7. Popup modals and overlays
- Avoid popups that automatically display. Automatic popups are disruptive to visitors.
- Popups should only display when the visitor triggers the interaction by clicking on a button or link that opens the popup. For example, a search button displays the search form in a popup modal when the visitor clicks the button.
- The contents of an iFrame must also be accessible.
- iFrames are generally from third-party websites and are only editable by their creator, so be sure only to use iFrames that are accessible.
- All iFrames require a title.
- The title should be a brief description of the purpose of the iFrame.
- Example iFrame code:
<iframe src="myiframe.html" title="Your title goes here">
- iFrame embed codes must not have HTML presentational attributes. For example, remove
frameborder="0"from the iFrame embed code.
9. PDFs and other downloadable content
- PDFs, Word documents, and other downloadable files must also be accessible.
- Adobe has resources available to create and verify accessibility for PDFs. You can find more information here.
- Microsoft provides instructions on making accessible Word documents here.
- You can find more information on creating accessible documents in Google Drive here.
- Add an accessibility statement to a page in the footer of your website to inform visitors that accessibility matters to you. Check out the SiteImprove accessibility statement generator to make creating one a breeze.
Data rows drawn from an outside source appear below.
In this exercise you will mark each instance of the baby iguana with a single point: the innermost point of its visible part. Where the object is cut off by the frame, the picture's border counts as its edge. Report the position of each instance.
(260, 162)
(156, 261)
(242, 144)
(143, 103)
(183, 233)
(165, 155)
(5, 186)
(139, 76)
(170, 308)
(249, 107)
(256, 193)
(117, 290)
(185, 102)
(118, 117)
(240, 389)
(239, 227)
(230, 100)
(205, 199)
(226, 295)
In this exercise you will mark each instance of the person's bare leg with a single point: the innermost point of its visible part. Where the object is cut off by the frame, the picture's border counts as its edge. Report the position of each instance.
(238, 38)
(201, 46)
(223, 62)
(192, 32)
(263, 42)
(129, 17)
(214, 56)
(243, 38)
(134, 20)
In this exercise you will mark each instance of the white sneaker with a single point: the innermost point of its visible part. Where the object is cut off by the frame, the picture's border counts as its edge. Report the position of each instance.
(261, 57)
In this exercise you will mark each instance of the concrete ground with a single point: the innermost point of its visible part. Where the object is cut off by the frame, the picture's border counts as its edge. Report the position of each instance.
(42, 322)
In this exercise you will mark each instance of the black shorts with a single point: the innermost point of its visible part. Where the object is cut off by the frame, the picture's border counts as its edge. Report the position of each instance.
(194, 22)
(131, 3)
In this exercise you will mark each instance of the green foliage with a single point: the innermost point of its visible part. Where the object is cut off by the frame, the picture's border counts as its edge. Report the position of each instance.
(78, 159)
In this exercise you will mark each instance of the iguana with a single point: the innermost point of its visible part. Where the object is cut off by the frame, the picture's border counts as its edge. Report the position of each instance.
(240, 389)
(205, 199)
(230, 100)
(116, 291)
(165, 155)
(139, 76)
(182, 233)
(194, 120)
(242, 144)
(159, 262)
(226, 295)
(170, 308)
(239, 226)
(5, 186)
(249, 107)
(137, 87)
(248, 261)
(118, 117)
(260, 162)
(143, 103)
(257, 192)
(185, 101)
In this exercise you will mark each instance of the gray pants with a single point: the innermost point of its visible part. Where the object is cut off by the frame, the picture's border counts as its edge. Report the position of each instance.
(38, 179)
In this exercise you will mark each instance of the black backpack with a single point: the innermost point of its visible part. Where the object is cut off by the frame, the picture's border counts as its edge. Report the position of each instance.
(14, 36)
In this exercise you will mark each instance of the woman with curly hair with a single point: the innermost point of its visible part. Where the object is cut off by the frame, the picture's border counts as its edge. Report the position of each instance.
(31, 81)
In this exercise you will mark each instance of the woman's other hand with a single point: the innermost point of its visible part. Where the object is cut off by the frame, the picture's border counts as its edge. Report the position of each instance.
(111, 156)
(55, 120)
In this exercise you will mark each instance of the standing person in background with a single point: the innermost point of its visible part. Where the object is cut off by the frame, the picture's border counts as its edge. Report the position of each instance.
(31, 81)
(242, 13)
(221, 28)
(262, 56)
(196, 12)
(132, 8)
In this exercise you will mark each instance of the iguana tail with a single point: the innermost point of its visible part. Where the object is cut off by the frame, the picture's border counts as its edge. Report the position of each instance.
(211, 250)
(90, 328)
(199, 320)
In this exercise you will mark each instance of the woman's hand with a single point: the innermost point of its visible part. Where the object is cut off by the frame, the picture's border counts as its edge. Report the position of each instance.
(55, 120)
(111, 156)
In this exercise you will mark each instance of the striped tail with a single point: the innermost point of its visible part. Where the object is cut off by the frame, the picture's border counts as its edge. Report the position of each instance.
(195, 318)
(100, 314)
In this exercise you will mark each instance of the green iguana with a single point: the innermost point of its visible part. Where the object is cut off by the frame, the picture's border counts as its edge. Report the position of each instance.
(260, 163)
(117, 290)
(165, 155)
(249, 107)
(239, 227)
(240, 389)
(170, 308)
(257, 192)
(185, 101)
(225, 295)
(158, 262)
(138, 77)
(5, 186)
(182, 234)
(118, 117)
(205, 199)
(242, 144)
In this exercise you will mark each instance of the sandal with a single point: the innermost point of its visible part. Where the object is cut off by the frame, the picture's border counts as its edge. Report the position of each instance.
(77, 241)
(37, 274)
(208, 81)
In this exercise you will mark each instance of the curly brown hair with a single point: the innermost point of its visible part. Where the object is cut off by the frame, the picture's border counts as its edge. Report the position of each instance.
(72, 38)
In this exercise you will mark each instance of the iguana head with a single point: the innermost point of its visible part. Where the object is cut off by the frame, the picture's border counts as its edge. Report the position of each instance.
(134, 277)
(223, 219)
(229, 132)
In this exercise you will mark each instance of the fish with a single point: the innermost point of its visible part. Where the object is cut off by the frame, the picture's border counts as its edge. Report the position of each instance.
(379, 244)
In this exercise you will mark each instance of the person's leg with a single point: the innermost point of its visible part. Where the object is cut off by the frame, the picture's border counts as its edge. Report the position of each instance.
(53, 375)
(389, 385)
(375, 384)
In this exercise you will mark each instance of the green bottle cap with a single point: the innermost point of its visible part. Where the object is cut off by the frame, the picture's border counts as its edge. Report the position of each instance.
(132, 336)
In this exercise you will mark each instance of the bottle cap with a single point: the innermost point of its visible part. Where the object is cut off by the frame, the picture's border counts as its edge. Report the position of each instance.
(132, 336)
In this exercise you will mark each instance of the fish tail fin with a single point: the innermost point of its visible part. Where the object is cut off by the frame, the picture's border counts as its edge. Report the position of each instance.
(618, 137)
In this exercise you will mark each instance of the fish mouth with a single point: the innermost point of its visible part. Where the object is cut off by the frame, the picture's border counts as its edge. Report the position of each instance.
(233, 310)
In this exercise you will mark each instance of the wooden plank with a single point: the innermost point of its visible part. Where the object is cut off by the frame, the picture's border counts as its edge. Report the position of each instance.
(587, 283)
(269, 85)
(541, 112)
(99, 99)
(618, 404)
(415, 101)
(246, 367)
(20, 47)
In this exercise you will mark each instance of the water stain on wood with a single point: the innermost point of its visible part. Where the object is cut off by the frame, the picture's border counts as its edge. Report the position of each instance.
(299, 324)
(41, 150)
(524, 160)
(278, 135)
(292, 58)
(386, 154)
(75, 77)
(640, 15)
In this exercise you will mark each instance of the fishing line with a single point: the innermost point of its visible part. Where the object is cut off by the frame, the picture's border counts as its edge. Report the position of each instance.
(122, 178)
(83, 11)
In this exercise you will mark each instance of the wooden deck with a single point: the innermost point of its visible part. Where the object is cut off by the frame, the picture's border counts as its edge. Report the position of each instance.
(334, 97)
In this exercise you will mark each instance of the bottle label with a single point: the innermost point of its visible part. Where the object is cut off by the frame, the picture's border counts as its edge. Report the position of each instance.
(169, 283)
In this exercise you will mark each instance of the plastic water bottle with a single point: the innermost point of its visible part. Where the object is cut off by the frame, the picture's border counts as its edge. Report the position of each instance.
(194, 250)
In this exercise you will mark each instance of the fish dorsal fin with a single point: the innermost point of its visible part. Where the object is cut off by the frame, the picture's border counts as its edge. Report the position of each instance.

- Ensure your website has a sitemap that visitors can browse.
- Keep forms short and provide instructions for your visitors to help them avoid mistakes.
Adding accessibility to the mix may sound daunting if you have a large website with many pages and post types, but it does not have to be. Start small by applying these tips to one page to get acquainted with accessibility. In addition, you can add an accessibility statement to your website to inform your visitors that accessibility is a work in progress for your site.